Lawsuits against Plan Sponsors have reached a high water mark in the past decade. Whether this is due to overly aggressive law firms or a systemic trend of running afoul of ERISA liability issues among Sponsoring companies is up for debate. However, as companies move towards a wholly-driven defined contribution regime, the pitfalls of litigation will likely continue to be a challenge.
In recent years, companies have been embroiled in a range of litigation with regard to fees and investment plans. Overcharges, excessive fees, suitability of investment are among the issues raised in lawsuits. However, as Plan Sponsors take steps to shield themselves from litigation, they may be stepping onto a more slippery slope according to some legal experts and stepping directly into a deeper ERISA liability.

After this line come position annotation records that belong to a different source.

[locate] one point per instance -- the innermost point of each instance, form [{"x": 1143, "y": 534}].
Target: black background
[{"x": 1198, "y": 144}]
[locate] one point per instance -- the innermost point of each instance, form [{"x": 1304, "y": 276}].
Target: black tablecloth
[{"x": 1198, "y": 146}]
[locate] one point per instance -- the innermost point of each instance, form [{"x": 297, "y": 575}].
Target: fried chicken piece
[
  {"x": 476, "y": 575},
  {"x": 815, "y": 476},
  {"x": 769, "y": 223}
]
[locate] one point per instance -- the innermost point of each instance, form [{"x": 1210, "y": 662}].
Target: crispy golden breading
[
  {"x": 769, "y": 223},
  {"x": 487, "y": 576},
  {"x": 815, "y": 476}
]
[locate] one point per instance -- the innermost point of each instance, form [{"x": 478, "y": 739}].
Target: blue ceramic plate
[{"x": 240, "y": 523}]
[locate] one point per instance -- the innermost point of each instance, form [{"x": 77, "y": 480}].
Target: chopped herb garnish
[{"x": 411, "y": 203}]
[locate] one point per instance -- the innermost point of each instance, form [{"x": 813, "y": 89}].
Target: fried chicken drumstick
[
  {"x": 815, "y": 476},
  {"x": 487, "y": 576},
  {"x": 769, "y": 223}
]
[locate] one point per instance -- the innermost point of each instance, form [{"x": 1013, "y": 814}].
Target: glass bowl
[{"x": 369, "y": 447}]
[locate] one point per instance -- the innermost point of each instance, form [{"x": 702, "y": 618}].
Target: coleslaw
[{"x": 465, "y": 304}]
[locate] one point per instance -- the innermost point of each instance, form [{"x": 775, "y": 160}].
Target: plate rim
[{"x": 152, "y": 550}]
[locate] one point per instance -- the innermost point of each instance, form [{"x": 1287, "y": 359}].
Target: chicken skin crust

Citing an article on CFO.com:
According to a 2015 study of 254 plan sponsors by Aon Hewitt, 36% said they were “moderately” or “very” likely to switch some or all of their actively managed funds to index funds in 2016.
The article states that while the trend towards passive investments is already in place, the motivation to switch to passive investments (namely, to avoid litigation) will accelerate the move markedly. The article shows that 49% of target date funds (up from 36% from 5 years earlier) are passively managed.
If Plan Sponsors are moving towards passive investments to avoid litigation, they may be stepping into an ERISA violation and breach of fiduciary responsibility. The role of a fiduciary is to promote the interests of the participants, and not to protect the Plan Sponsor. So, even if the investments still perform well, Sponsors may be inviting further lawsuits if it can be shown that they moved to passively managed investments to avoid potential litigation exposure.
“Someone who has a clear view of what their fiduciary obligations are can’t respond to a survey saying they’re making decisions in a fiduciary capacity to protect themselves or their company from liability,” says Jamie Fleckner, a partner with law firm Goodwin Procter.